Bukan berarti semua orang harus langsung melawan pelaku di depan umum. Keberanian bisa diekspresikan dengan berbagai cara: beri dukungan kepada korban, laporkan kepada pihak yang berwenang, atau ciptakan ruang aman untuk dialog. Yang penting, jangan biarkan komunikasi yang merugikan terus berjalan tanpa ada upaya dari siapa pun.

Pada akhirnya, nilai dalam sebuah masyarakat bukan diukur dari sekadar kesantunan dalam berbicara, tapi dari keberanian membela kemanusiaan lewat komunikasi.

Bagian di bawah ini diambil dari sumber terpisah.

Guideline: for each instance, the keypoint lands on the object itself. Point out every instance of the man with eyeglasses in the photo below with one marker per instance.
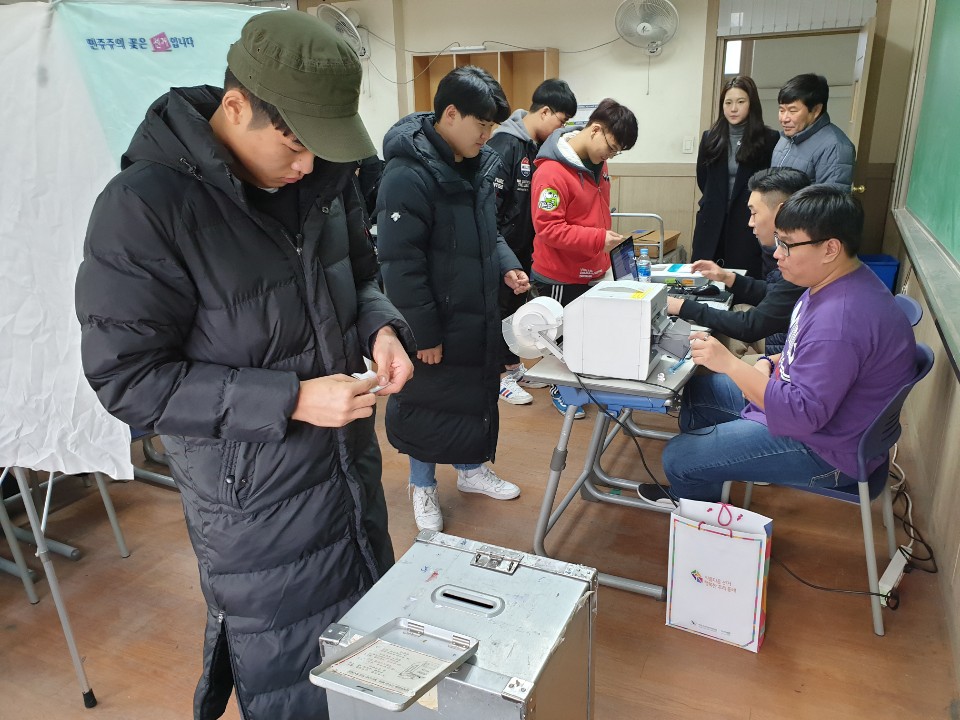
(517, 142)
(797, 417)
(761, 308)
(570, 204)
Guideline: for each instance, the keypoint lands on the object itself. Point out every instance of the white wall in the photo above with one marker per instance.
(776, 60)
(618, 70)
(378, 93)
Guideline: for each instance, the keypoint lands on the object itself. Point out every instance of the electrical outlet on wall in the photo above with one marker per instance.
(890, 580)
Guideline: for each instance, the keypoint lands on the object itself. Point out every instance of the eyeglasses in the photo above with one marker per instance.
(789, 246)
(613, 151)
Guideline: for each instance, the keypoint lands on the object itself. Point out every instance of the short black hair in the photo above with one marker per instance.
(810, 89)
(782, 182)
(824, 212)
(556, 95)
(263, 112)
(618, 119)
(472, 91)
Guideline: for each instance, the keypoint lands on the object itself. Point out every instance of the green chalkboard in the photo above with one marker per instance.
(933, 196)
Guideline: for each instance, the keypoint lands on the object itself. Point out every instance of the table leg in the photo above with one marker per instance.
(89, 700)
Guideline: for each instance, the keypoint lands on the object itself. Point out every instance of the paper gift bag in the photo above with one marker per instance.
(717, 572)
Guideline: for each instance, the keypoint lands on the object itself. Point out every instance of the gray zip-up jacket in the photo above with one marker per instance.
(822, 151)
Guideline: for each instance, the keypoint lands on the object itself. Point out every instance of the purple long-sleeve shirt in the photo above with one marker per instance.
(849, 350)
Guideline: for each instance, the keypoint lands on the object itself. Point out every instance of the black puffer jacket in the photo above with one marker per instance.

Komunikasi etis bukan soal memilih kata baik, melainkan soal memastikan setiap tindakan kita termasuk diam tidak menjadi alat membenarkan ketidakadilan.

Jadi, sudah waktunya kita ubah cara pandang tentang diam. Diam memang kadang bijak, tapi bila keheningan bikin korban makin terpuruk dan pelaku merasa benar, maka diam itu sudah kehilangan nilainya. Di situasi seperti ini berbicara, menunjukkan empati, dan berani membela kebenaran bukan tindakan provokatif. Itu wujud komunikasi manusiawi yang lebih adil dan bermoral.